Die systematische Ablehnung der Einsprüche gegen die seit dem 22. November 2011 andauernde Untersuchungshaft der beschuldigten Anwält_innen beunruhigt uns. Seit acht Monaten sind 36 Anwältinnen und Anwälte ohne Haftgründe im Gefängnis.
Die Verteider_innen der beschuldigten Anwält_innen haben im Verlauf des Gerichtsprozesses zahlreiche prozessuale Ungereimtheiten hervorgehoben und entsprechende Anträge gestellt, unter anderem :
– die Nichtzuständigkeit des befassten Sonderstrafgerichts
– die mangelnde Benennung der vorgeworfenen Straftaten
– die mangelnde Individualisierung der Anklagepunkte gegenüber den einzelnen Beschuldigten
– die Abwesenheit eines wichtigen Entlastungszeugens im Gerichtsprozess
Alle Anträge wurden, zum großen Teil ohne Begründung, abgelehnt.
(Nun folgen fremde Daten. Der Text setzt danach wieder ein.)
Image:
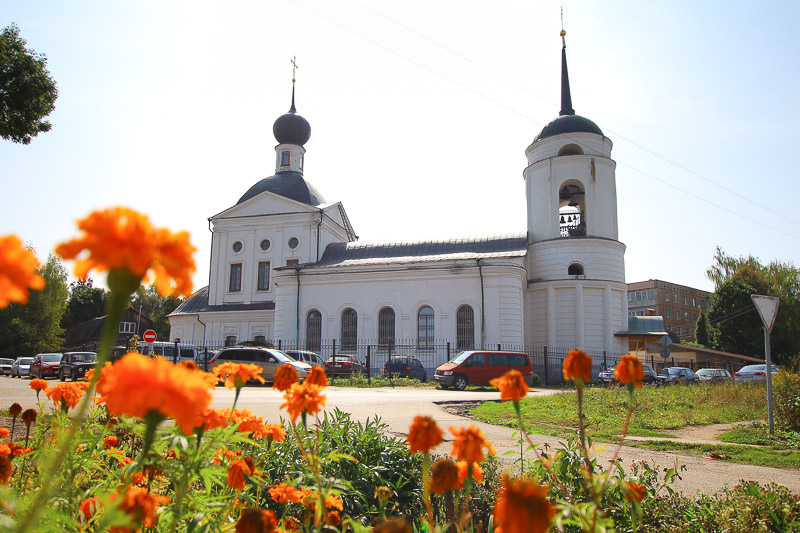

Wir Delegierten der genannten Organisationen konnten beobachten, dass die Bedingungen der Durchführung der Befragungen der Beschuldigten den Grundsätzen eines fairen Verfahrens nicht entsprachen:
– die räumlichen Kapazität des Gerichtsaales verunmöglichte zahlreichen beschuldigten Anwält_innen und deren Familien den Zugang zu den Gerichtsverhandlungen,
– die verteidigenden Anwälti_nnen, die sich Zugang zu den Gerichtsverhandlungen verschaffen konnten, waren mit prekären Bedingungen konfrontiert, die mit einer regulären Strafverteidigung nicht vereinbar sind.
Wir nehmen zur Kenntnis, dass als Ausgang dieses dreitätigen Verfahrens neun beschuldigte Anwält_innen frei gelassen wurden. Wir sind beunruhigt, dass 27 Anwält_innen nach wie vor inhaftiert sind und versichern, dass wir diesen Gerichtsprozess bis zu seinem Ende aufmerksam weiter verfolgen werden.
Wir sind ebenfalls beunruhigt darüber, dass das Gericht entschieden hat, die Verhandlungen erst am 6. November 2012 weiter zu führen und erinnern daran, dass die Konvention zum Schutze der Menschenrechte und Grundfreiheiten die Türkei verpflichtet, innerhalb einer kurzen Frist zu entscheiden, erst recht, da die Mehrheit Beschuldigten inhaftiert ist um ihre Inhaftierung nicht unnötig zu verlängern.
Zusammenfassend bekunden die Delegierten der genannten Organisationen angesichts des Ausgangs des dreitätigen Gerichtsverfahrens ihre große Beunruhigung gegenüber dem Ablauf des Verfahrens und gegenüber der Einhaltung der grundlegenden Garantie des Rechts auf Verteidigung. Die Delegierten der genannten Organisationen rufen die türkischen Behörden auf, alles zu unternehmen, um die gerügten Unregelmäßigkeiten zu beheben und um die Regeln eines fairen Gerichtsprozesses in diesem Verfahren zu respektieren.